In particular, the SEC and FINRA have advised broker-dealers to use risk analysis to identify if individual, non-supervising branches should be inspected more frequently. The SEC and FINRA will be using risk analysis to identify such requirements for future inspections. Currently, FINRA requires a minimum three year cycle, but may conduct more frequent branch inspections.
Firms are required to conduct re-audits when routine inspections reveal a high level of repeat deficiencies or serious deficiencies. In many cases, these inspections will then allow for audits or cause examinations.
Securities firms should use surveillance reports, as well as technology and investigative techniques to identify the risks. Both the SEC and FINRA recommend custom approaches for these inspections, and comprehensive check lists developed from previous findings, trends and internal reports. Further, the SEC and FINRA advised that firms should conduct unannounced branch inspections either randomly or based on risk factors. These surprise exams may result in a more realistic picture of the firm’s systems and reduce the risk of certain individuals, who may try to falsify, conceal or destroy records.

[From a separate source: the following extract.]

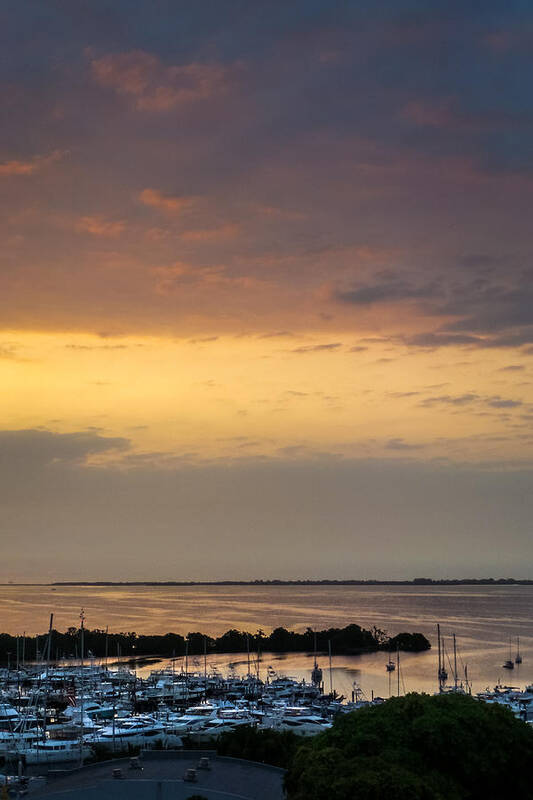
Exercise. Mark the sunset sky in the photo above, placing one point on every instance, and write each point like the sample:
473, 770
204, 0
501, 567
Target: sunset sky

The firm should also use qualified senior personnel for these examinations, and make branch office inspection findings part of management information or risk management systems. Additionally, the results should be placed in a comprehensive compliance database so as to be helpful in supervision, especially as it relates to independent contractor registered representatives in national firms. Branch and compliance managers should also be provided with these findings, and they should be required to take and document any corrective action. The firm should also track all corrective action in response to these findings.

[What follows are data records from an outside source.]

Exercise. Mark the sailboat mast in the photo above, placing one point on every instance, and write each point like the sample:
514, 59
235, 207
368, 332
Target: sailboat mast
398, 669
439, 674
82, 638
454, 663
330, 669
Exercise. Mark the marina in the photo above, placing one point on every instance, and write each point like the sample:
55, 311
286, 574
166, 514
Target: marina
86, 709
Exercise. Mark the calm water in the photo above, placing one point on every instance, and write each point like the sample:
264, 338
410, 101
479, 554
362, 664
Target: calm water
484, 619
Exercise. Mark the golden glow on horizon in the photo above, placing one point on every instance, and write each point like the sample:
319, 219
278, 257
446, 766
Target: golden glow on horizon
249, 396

Finally, the SEC and FINRA are recommending that firms elevate the frequency of branch inspections, and their scope, particularly, where registered personnel conduct business activities other than broker-dealer associated person activities. Essentially, if the firm permits activity, or business away from the firm, its supervisory systems should be more vigilant.
These new guidelines demonstrate the focus for SEC and FINRA investigations in the upcoming year. As such, firms should prepare and consider their response now before it is too late.